In a significant legal development, the Maitama High Court in Abuja took decisive action on Tuesday by rescinding the previously granted bail to Geoffrey Olusegun Akindele, a key figure in the ongoing trial involving the former Accountant-General of the Federation, Ahmed Idris.
The charges leveled against the defendants in this high-profile case pertain to an alleged fraudulent diversion of public funds amounting to a staggering N109.5 million, as reported by the News Agency of Nigeria. The court’s decision was triggered by Akindele’s failure to appear for the continuation of the trial.
Justice Yusuf Halilu, presiding over the court in the Federal Capital Territory (FCT), stood firm in his decision to revoke Akindele’s bail, despite pleas from the defendant’s counsel, S.E. Adino. Adino asserted that Akindele was on his way to the court and had consistently attended previous hearings. However, Justice Halilu emphasized that the reciprocal responsibility of a defendant granted bail is to attend the trial, and Akindele’s absence was indicative of a lack of good character.

Consequently, the court directed the Federal Capital Territory Commissioner of Police and the Economic and Financial Crimes Commission (EFCC) to arrest and produce Akindele in court for the next adjourned date, scheduled for February 1, 2024.
The charges brought forth by the EFCC against Akindele, Idris, Mohammed Kudu Usman, and Gezawa Commodity Market and Exchange Limited include 14 counts related to stealing and the fraudulent diversion of public funds.

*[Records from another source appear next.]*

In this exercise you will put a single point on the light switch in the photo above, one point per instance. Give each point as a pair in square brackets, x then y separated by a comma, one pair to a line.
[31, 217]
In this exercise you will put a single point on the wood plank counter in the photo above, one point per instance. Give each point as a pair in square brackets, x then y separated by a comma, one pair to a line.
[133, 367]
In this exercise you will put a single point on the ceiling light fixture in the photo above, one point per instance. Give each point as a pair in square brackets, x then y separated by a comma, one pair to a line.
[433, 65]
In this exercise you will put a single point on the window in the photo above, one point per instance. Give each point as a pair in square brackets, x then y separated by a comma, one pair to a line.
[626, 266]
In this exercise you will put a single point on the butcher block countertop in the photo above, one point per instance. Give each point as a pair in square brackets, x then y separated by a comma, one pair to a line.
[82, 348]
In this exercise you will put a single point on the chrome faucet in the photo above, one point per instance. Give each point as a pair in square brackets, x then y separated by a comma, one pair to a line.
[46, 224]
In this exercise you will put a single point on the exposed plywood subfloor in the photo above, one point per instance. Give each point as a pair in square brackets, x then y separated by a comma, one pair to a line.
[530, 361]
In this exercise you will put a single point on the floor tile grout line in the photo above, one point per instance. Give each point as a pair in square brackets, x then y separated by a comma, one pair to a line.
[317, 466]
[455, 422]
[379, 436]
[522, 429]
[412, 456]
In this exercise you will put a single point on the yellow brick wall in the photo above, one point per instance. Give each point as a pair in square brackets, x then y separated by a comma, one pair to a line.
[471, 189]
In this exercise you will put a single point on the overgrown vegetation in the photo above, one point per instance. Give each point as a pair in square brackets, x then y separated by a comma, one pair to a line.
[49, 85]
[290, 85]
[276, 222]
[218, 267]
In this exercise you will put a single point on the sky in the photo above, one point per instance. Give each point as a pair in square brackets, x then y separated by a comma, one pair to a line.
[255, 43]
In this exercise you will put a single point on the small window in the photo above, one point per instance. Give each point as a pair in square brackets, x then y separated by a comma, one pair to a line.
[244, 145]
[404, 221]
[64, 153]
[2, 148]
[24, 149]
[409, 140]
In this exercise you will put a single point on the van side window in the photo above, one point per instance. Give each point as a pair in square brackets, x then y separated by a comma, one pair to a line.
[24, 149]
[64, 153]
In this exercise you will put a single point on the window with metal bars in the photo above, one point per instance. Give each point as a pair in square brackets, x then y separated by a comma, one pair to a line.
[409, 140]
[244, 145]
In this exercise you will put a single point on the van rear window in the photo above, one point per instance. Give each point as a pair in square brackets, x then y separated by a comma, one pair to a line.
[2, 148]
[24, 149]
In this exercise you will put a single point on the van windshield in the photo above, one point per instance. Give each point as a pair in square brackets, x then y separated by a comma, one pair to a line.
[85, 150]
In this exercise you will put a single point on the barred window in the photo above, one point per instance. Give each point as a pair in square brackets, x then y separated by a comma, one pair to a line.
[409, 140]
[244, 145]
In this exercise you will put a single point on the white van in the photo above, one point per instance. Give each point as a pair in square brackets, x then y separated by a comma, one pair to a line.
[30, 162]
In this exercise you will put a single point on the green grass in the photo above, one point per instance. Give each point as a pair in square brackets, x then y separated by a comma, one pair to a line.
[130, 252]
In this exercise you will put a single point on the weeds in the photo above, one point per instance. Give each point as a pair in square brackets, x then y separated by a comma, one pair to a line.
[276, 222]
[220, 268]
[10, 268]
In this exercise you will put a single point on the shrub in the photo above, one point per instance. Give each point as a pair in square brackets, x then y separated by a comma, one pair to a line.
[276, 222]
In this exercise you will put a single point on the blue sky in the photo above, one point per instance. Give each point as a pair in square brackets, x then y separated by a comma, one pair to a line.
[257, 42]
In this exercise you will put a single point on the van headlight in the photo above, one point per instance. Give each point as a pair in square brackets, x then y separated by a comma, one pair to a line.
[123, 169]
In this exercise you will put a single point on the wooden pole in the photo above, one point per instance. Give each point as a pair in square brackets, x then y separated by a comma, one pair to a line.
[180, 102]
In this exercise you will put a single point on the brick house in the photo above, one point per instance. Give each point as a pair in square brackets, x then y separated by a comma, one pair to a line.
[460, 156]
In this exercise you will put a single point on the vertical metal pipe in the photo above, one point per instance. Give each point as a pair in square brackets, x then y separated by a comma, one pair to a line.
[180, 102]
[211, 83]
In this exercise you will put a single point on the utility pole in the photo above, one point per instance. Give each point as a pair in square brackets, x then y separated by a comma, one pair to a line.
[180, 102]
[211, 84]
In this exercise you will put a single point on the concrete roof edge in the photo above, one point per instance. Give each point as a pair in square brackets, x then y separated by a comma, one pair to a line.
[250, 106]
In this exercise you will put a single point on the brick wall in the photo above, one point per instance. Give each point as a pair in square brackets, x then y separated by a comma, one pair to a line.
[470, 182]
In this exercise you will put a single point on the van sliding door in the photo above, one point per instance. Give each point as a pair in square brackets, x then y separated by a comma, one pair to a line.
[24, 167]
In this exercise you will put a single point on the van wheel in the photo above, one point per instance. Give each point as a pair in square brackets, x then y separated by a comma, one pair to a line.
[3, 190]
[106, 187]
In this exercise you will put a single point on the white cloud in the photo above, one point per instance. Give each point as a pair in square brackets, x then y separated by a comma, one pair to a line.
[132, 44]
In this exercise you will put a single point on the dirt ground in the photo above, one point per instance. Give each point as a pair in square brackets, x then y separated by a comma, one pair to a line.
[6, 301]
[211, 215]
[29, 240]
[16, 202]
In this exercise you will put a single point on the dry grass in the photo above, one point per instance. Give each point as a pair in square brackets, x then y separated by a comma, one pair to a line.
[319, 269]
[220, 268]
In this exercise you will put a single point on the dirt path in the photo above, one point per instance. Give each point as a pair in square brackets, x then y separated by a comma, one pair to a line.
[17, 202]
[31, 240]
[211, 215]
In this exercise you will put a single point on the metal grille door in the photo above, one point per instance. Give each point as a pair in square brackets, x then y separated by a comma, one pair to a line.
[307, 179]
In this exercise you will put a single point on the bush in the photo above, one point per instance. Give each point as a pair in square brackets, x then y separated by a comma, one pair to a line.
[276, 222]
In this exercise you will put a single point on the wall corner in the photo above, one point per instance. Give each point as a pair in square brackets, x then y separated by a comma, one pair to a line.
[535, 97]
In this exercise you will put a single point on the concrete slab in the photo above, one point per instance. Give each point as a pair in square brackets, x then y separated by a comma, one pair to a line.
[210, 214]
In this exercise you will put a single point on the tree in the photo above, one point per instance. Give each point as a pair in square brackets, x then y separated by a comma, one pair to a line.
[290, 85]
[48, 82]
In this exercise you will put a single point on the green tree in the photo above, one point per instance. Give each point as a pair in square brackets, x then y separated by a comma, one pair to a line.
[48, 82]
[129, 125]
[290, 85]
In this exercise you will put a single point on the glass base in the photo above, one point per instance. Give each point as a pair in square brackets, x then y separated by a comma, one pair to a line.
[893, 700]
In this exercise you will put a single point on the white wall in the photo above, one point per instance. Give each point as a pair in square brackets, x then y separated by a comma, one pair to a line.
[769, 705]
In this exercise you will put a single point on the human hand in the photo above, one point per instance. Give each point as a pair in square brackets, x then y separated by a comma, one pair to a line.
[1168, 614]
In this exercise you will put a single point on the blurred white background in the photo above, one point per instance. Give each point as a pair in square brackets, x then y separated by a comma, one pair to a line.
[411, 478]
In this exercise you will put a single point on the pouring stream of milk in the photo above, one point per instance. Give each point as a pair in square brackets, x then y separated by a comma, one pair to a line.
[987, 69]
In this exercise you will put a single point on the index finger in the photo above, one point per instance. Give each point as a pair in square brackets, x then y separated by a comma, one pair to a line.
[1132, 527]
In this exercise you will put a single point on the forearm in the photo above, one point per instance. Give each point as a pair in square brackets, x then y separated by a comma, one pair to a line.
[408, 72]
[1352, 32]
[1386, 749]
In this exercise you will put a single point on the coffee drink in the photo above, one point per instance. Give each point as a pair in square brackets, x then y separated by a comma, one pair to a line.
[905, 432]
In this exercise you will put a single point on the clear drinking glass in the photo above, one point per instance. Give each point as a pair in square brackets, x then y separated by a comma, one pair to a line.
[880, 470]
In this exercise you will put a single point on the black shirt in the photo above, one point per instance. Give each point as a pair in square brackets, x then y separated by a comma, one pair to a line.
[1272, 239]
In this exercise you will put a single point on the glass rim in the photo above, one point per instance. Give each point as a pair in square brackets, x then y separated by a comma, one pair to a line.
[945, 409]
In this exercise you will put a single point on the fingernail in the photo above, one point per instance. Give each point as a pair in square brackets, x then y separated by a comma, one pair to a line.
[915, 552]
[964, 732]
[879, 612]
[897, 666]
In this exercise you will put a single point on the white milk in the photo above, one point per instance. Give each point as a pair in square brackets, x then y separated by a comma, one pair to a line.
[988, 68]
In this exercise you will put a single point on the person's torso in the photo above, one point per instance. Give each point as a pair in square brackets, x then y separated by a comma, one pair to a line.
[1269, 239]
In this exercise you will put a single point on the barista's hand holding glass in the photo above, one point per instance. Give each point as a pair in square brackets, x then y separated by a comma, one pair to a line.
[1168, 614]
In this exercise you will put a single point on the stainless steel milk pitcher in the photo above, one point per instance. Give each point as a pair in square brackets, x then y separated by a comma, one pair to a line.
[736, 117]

Oluwaleke Atolagbe, the prosecuting counsel, informed the court during the proceedings of a letter from Idris’s counsel. However, he highlighted the absence of any communication from the counsel representing Gezawa Commodity Market and Exchange Limited. Atolagbe expressed concern that the lack of representation for Idris might be a deliberate attempt to prolong and potentially delay the trial proceedings.
The backdrop of this legal saga involves Ahmed Idris, the former Accountant-General, facing accusations of accepting a gratification of N15,136,221,921.46 from Akindele between February and December 2021. The prosecution contends that this substantial amount, converted to its dollar equivalent by Akindele, did not form part of Idris’s official remuneration. Instead, it allegedly served as an incentive to expedite the payment of a 13% derivation to nine oil-producing states.
The EFCC has specifically charged the defendants with violating Section 155 of the Penal Code Act Cap 533 Laws of the Federation of Nigeria 1990. They are set to be held accountable under the same section for these alleged financial irregularities. In addition to the aforementioned charges, Idris and Akindele also face accusations of criminal breach of trust for dishonestly receiving N84,390,000,000 between February and November 2021.
As this complex legal drama unfolds, it raises questions about the integrity of financial systems and the imperative for accountability in the management of public funds. The court’s firm stance in revoking bail underscores the gravity of the charges and emphasizes the importance of ensuring a fair and expeditious trial process. The next court date on February 1, 2024, looms as a critical juncture in determining the course of this legal battle.